9. Mercedes G 500 (2002-2008)
De G-Klasse is een baksteen in XXL-formaat en staat vooral bekend om zijn recente AMG-versies, waarvan de zijdelingse uitlaatpijpen je wakker schudden als de eigenaar besluit het gas in te trappen. Pak je het liever subtieler aan, dan is er nog de G 500, met zijn smeuïge V8 van een driehonderdtal pk en met een eenvoudig, maar met mooi leer bekleed interieur. Geen ideale stadsauto, dat spreekt voor zich, maar wel een onverwoestbare machine als je er zorg voor draagt! Er zijn maar weinig modellen die in de buurt komen van zijn terreincapaciteiten, maar hetzelfde geldt voor zijn verbruik…

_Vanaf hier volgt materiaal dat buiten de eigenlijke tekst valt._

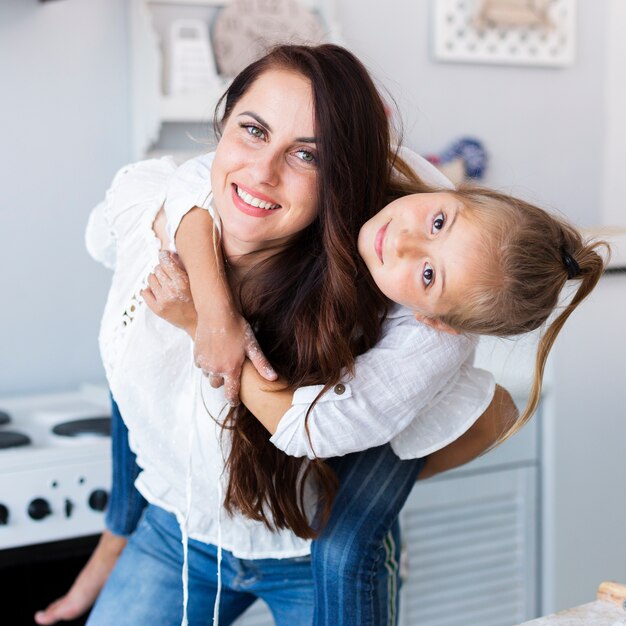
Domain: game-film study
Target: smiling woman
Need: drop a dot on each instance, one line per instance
(264, 174)
(356, 370)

10. Dodge Magnum SRT-8 (2006-2008)
De Dodge Magnum is technisch verwant aan de Chrysler 300C SRT-8, maar heeft een nog flitsendere naam en vooral een bijzondere vorm. Het is de echte ‘bad boy’ onder de breaks, een zeldzame koetswerkvorm voor een Amerikaan. Zijn 6,1 liter-V8 levert 425 pk met een daverende brul, maar… hij is hier nooit officieel geleverd! Deze ouderwetse Dodge gaat het liefst zijdelings door de bocht, maar biedt wel ruimte voor het hele gezin en een ladekast in de koffer. Misschien wel de minst politiek correcte auto op dit lijstje, en daarmee een laatste der Mohikanen.
11. Lamborghini Gallardo (2003-2016)
Last but not least: de Lamborghini Gallardo! Een model dat geniet van alle expertise van Audi om de fouten uit het verleden te doen vergeten, maar het blijft een echte Lambo met een V10 die je trommelvliezen eruit blaast! Maar het is ook een iets rationelere Lambo, met klassieke deuren, comfortabele zetels en vierwielaandrijving. De onderhoudskosten zijn nog steeds hoog, maar tegenwoordig vind je ze al voor minder dan 100.000 euro dankzij de relatief grote oplage (14.000 geproduceerde exemplaren!). De meest zeldzame (en kostbare) versies zijn die met een manuele versnellingsbak.